As investigações apontam que a área, criada para garantir a subsistência das famílias assentadas por meio de exploração sustentável, amparada em plano de manejo aprovado pelos órgãos ambientais competentes, vem sendo alvo de ocupações violentas com o objetivo de promover loteamentos clandestinos e lucrar com a venda ilegal de lotes. Essa prática compromete a função socioambiental do assentamento, provoca degradação ambiental e ameaça a sobrevivência das famílias extrativistas.

A atuação criminosa é marcada por ameaças contra moradores legítimos, inclusive crianças, além da instalação irregular de barracos e cercas. Análises de imagens de satélite e diligências em campo confirmaram a derrubada recente de vegetação nativa.

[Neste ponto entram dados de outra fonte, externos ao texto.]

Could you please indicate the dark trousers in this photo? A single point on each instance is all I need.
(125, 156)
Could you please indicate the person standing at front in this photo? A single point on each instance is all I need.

Paralelamente, foi deflagrada a Operação Usurpare IV, com incursão ostensiva na área de Reserva Legal do assentamento, visando reafirmar a presença do Estado, coibir crimes ambientais, identificar suspeitos e realizar eventuais prisões em flagrante.

As operações integram o conjunto de ações da Polícia Federal de combate ao desmatamento e às queimadas em áreas de floresta pública na Amazônia, reafirmando o compromisso institucional com a preservação da floresta, a proteção das famílias extrativistas e a responsabilização dos infratores.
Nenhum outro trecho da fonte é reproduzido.